The Wisconsin shapefile on the US Census website ready for downloading.
  
 
 
     Next I added the shapefile to a blank map in Arcmap. Examining its attribute table yielded no useful info, so I needed to join it to the attribute table I also downloaded from the census site. 
 
      Putting the two tables side by side, I can see that they both have 72 records, and share a similar field, GEO#id. I shall join the two tables based on this field. This join is one to one cardinality, each record in the source table matches a record in the destination table.
 
      
    The tables have now been successfully joined, and population data is represented by the D001 field at the end of the table.

     The next task is to map the newly joined data, as well as download a different set of data and map that as well.  I chose Hispanic and Latino in origin, and downloaded the data for all of the Wisconsin counties. Like the population data, these two tables can be joined by the field GEO#id.  Unlike the population data, which contained only one field, the Hispanic data set has many. 
 
 

     To figure out which field to map, I looked in the excel file that came from the data. Field HD02_S30 is labeled Percent Hispanic or Latino- Total Population- Hispanic or Latino.  This seems promising. Plugging this field into graduated colors gives us a percent map by counties.  Success! All that remains now is to finish making our data into proper maps.      
 
                                     
                                 
 
 

Tuesday, February 11, 2014

GIS 1 Lab 1

2/11/2014

GIS 1 Lab # 1.


     The purpose of this first lab was to understand common projections.  We also learned how to define projections for features that did not have one set, and how to make very simple maps of our finished projections.

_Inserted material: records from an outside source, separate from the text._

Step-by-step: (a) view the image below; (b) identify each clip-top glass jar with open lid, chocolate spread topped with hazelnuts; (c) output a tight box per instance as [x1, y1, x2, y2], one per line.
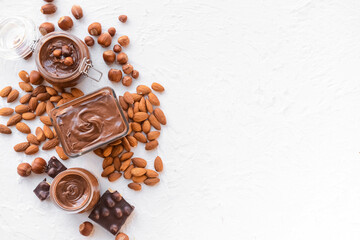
[0, 17, 102, 87]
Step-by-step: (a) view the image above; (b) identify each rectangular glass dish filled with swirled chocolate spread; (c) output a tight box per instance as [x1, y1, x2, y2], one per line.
[50, 87, 129, 157]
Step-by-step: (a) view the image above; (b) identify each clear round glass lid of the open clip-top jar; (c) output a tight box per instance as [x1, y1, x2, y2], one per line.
[0, 17, 39, 60]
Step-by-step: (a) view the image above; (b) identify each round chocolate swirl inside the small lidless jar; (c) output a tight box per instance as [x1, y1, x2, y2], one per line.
[56, 174, 90, 208]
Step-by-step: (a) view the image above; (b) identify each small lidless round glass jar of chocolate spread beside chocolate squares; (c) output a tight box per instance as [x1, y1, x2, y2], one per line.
[50, 168, 100, 213]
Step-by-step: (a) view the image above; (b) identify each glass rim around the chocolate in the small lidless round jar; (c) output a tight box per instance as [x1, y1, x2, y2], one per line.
[50, 168, 99, 213]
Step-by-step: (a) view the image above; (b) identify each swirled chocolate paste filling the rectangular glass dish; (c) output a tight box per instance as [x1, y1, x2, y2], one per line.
[55, 91, 125, 153]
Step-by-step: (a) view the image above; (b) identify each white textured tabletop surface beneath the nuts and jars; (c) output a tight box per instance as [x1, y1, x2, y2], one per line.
[0, 0, 360, 240]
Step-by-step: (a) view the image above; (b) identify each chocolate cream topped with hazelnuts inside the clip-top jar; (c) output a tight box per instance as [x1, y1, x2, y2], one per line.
[39, 36, 80, 77]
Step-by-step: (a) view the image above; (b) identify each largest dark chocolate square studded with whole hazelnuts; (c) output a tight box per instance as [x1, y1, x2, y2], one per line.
[89, 190, 134, 235]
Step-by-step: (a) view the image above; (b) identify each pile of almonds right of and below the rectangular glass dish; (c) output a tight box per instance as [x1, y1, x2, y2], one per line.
[94, 83, 166, 191]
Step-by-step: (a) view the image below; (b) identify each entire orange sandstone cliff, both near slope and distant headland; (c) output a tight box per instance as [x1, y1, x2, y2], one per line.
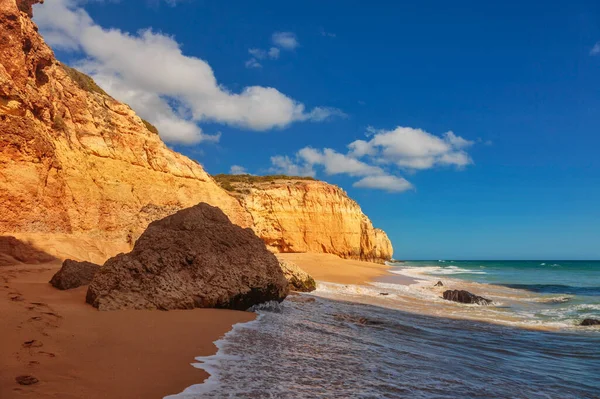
[0, 0, 392, 263]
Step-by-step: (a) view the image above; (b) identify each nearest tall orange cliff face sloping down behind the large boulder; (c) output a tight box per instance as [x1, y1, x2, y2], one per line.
[0, 0, 252, 255]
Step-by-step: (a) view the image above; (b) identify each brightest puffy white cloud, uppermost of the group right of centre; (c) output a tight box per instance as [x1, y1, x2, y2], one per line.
[348, 127, 474, 169]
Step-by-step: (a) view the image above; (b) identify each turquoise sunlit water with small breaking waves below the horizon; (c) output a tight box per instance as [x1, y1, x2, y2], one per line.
[395, 260, 600, 325]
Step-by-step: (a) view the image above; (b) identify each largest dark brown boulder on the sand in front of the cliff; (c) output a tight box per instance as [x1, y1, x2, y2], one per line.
[86, 203, 288, 310]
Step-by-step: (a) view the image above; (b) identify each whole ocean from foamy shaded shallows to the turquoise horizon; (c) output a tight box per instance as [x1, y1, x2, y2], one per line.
[170, 261, 600, 399]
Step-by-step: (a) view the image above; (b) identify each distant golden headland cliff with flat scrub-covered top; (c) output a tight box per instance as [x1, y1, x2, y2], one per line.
[215, 175, 393, 262]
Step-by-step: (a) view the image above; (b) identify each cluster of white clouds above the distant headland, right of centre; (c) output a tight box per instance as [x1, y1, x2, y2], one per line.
[271, 127, 474, 193]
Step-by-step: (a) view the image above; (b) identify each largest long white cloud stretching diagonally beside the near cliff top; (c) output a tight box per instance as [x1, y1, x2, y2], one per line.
[35, 0, 337, 144]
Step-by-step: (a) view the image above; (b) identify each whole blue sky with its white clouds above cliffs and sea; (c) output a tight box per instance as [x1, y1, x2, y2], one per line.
[35, 0, 600, 259]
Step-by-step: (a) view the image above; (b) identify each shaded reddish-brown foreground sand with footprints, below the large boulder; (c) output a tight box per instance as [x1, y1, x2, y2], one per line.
[0, 262, 255, 399]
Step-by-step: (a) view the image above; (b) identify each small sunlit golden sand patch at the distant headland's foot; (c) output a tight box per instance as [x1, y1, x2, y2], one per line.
[277, 253, 389, 285]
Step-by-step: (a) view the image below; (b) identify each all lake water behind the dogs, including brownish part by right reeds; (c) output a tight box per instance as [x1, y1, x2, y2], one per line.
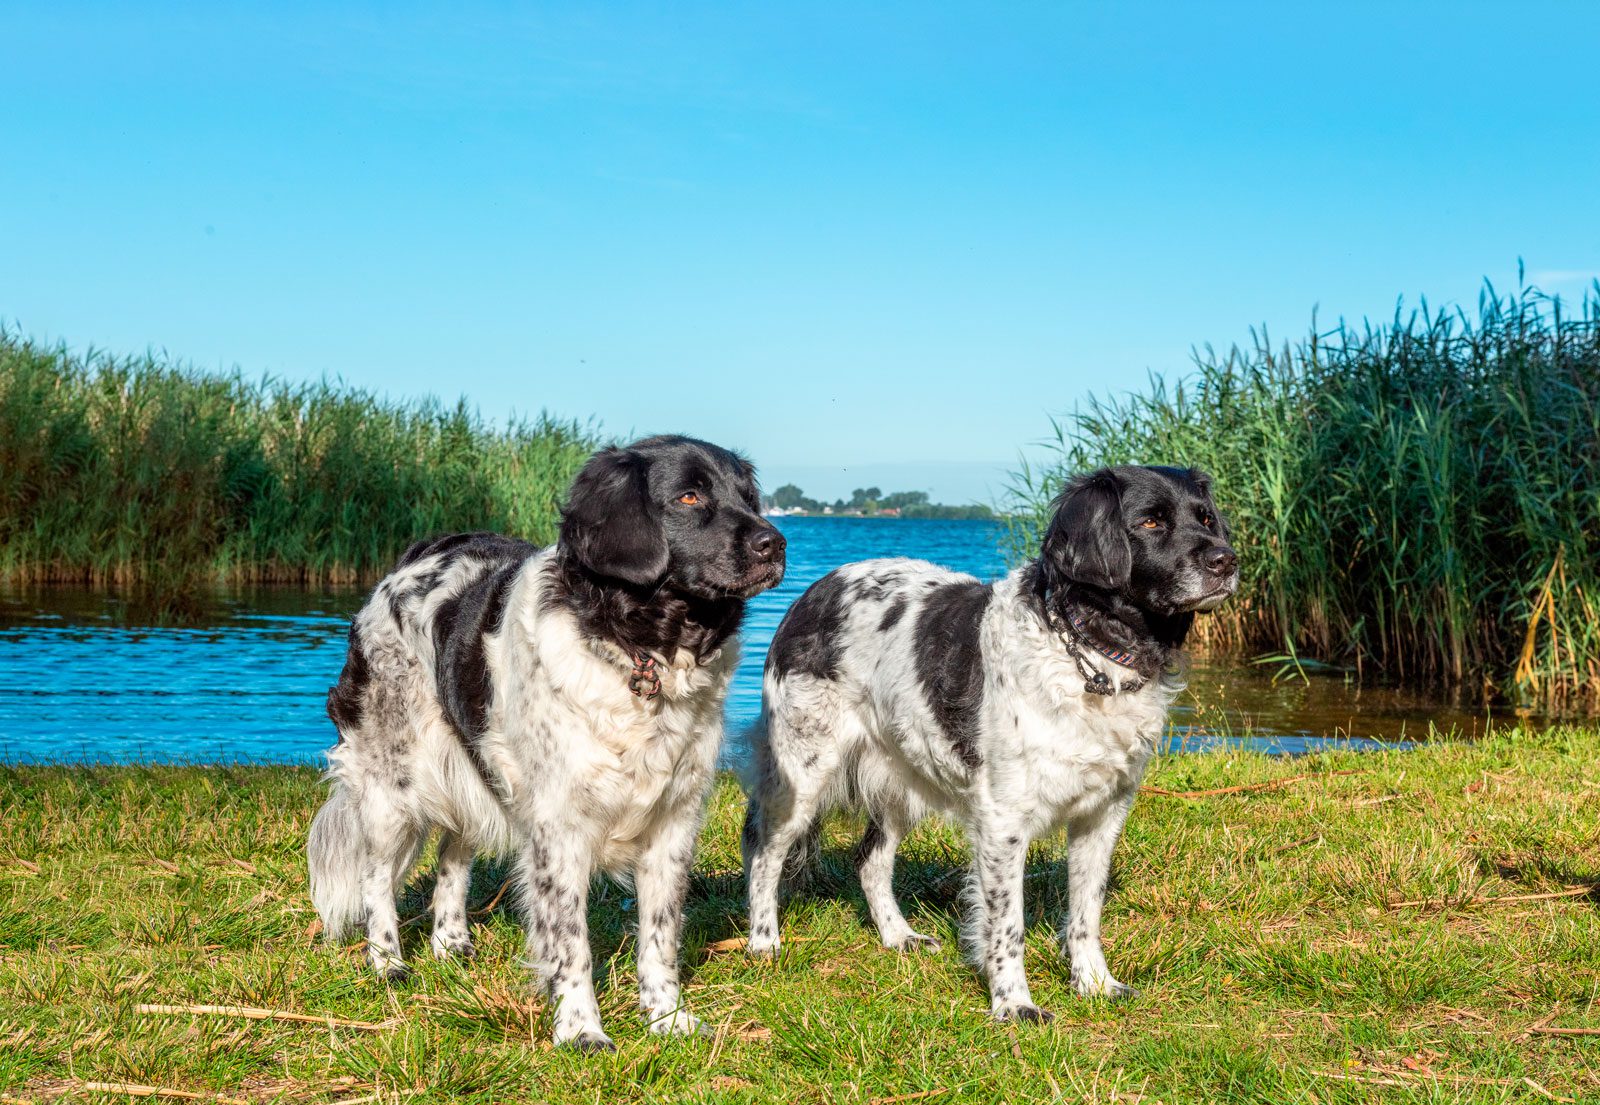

We began by making 5 different projections on the same two shapefiles, one was all the world's countries, and the other was a geographical grid. 
 
Loximuthal

                                                                         
Geographic
 

Mercator



 Sinusoidal
Equidistant Conic

 
 
 
     Next, we projected a shapefile of the United States onto a data frame with a different projection.  We learned about "on-the-fly" projection as we also added a Massachusetts roads shapefile.  We defined the projection for both of these, setting them to NAD83 Mercator Azimuth.  Once we finished that, they lined up much more smoothly.
 
 
     
 
 
 
 
 
We also projected the UTM 16N onto Wisconsin, creating a very accurate map of the state's outline.
 
We next added all of the maps together on one page, so they could easily be compared to one another.
I used Adobe Illustrator for this, I like the range of creativity and easiness of the program compared to trying to compose an image in ArcMap. I added a simple compass to a few of the maps where I thought it was appropriate.




Lastly, we combined everything we learned in the lab to create a final map of Eau Claire county in Wisconsin and its surrounding counties.  The counties shapefile came without any projection.  I gave it NAD 83 and then projected it, along with a local Rivers shapefile, onto a Wisconsin Transverse Mercator State plane.  The final result looked good, So I added a few more details to make it an official map. 


Again I used Illustrator.  I really like that you can export a map directly from ArcMap as an Illustrator file.  I'm looking forward to learning how to use other features and make even better maps between the two programs.